En Ile-de-France, où 7 500 parkings seront couverts à partir de 2026, l’installation de ces ombrières solaires devrait permettre de satisfaire 4 % des besoins en énergie de la région, selon une étude de l’Institut Paris région parue le 20 juillet. Plusieurs exceptions à cette mesure existent cependant : les parkings poids lourds ou de sites touristiques remarquables, ainsi que les parkings dont 50 % de la surface est ombragée par des arbres, en sont exemptés.
Si ces ombrières sont plus respectueuses de l’environnement que les fermes photovoltaïques installées à même le sol, qui impliquent d’artificialiser des espaces naturels, leur installation se heurte en revanche à des contraintes financières.
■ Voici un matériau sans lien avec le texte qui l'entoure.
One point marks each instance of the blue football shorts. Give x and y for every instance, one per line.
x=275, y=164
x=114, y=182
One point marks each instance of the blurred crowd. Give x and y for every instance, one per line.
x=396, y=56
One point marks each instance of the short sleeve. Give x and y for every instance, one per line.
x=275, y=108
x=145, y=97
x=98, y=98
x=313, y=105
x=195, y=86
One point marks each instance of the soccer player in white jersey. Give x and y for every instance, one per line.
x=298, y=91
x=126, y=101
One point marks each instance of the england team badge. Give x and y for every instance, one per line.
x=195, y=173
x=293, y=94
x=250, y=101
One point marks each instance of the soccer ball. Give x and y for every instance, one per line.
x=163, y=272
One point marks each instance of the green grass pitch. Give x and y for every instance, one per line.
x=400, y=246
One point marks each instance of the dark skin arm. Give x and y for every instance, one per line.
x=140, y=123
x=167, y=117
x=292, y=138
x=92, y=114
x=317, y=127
C’est notamment le cas pour certaines structures de taille moyenne désireuses de conserver une pleine autonomie. « Beaucoup de patrons de supermarchés ne veulent pas devenir financièrement dépendants d’un tiers investisseur qui aurait installé des ombrières sur leurs parkings », étaie ainsi le délégué général de Perifem, ajoutant qu’« il se peut que certains magasins aient du mal à tenir les délais impartis par la loi, en raison d’une capacité de financement insuffisante ».
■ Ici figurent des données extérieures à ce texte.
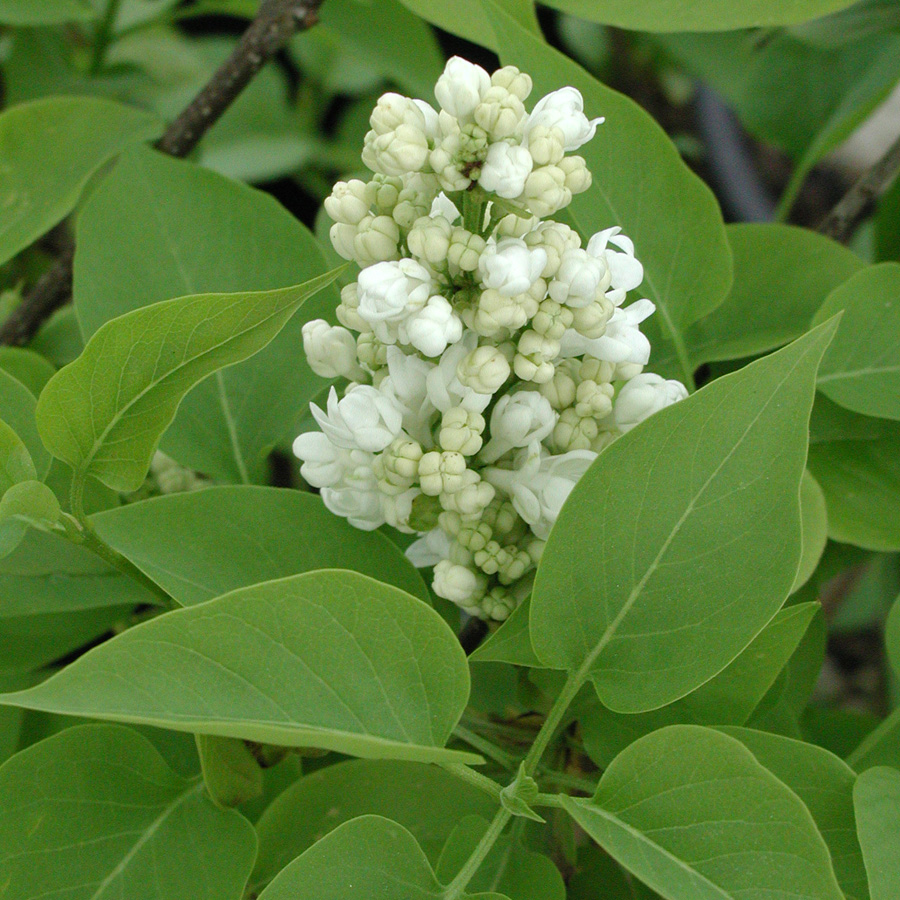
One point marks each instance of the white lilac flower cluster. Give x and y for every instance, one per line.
x=490, y=355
Pas question d’espérer gagner de l’argent
Pour la grande distribution, les investissements nécessaires ont été chiffrés à 12 milliards d’euros sur cinq ans par Perifem. Chez Système U, « le coût moyen par magasin est évalué à 400 000 euros », précise le porte-parole du groupe, Thierry Desouches, assurant qu’il n’est pour l’heure pas question d’espérer gagner de l’argent avec ce dispositif, mais de limiter le coût que devront supporter les magasins. Au ministère de la transition énergétique, on rappelle que tous les parkings pour lesquels ces installations ne seraient pas rentables seront exemptés par le biais d’un décret d’application, et que ces ombrières sont « nettement moins coûteuses que les installations de panneaux solaires en toiture ».
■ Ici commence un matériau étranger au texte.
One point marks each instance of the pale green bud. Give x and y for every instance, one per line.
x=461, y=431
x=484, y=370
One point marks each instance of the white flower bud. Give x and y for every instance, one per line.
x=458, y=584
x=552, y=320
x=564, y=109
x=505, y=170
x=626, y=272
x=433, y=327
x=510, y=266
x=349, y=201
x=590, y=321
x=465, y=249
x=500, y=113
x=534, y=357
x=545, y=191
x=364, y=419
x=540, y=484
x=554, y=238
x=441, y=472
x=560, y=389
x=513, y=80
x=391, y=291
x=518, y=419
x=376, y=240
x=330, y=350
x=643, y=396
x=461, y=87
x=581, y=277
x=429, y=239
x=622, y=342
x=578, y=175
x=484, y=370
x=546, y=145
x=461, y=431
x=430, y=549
Si la plupart des établissements déjà équipés disent privilégier l’autoconsommation, certains d’entre eux peuvent aussi décider de revendre une partie de leur électricité à des opérateurs publics, à condition que leur production n’excède pas un certain seuil : « Tous les parkings dont le volume d’électricité généré par les ombrières est inférieur à 1 mégawatt-crête sont éligibles à un rachat de cette électricité par des opérateurs comme EDF, à un prix garanti par l’Etat », explique-t-on au cabinet d’Agnès Pannier-Runacher. Constatant le nombre croissant d’établissements susceptibles d’excéder ce seuil, Perifem plaide aujourd’hui auprès des pouvoirs publics en faveur d’un « rehaussement du seuil de rachat de l’électricité produite ».
Les établissements qui auraient recours à des constructeurs de panneaux solaires français pourront en outre bénéficier d’un délai supplémentaire pour l’installation, actuellement en discussion. Faute de quoi, cette mesure pourrait surtout profiter aux constructeurs chinois, qui dominent aujourd’hui très largement la production de panneaux solaires.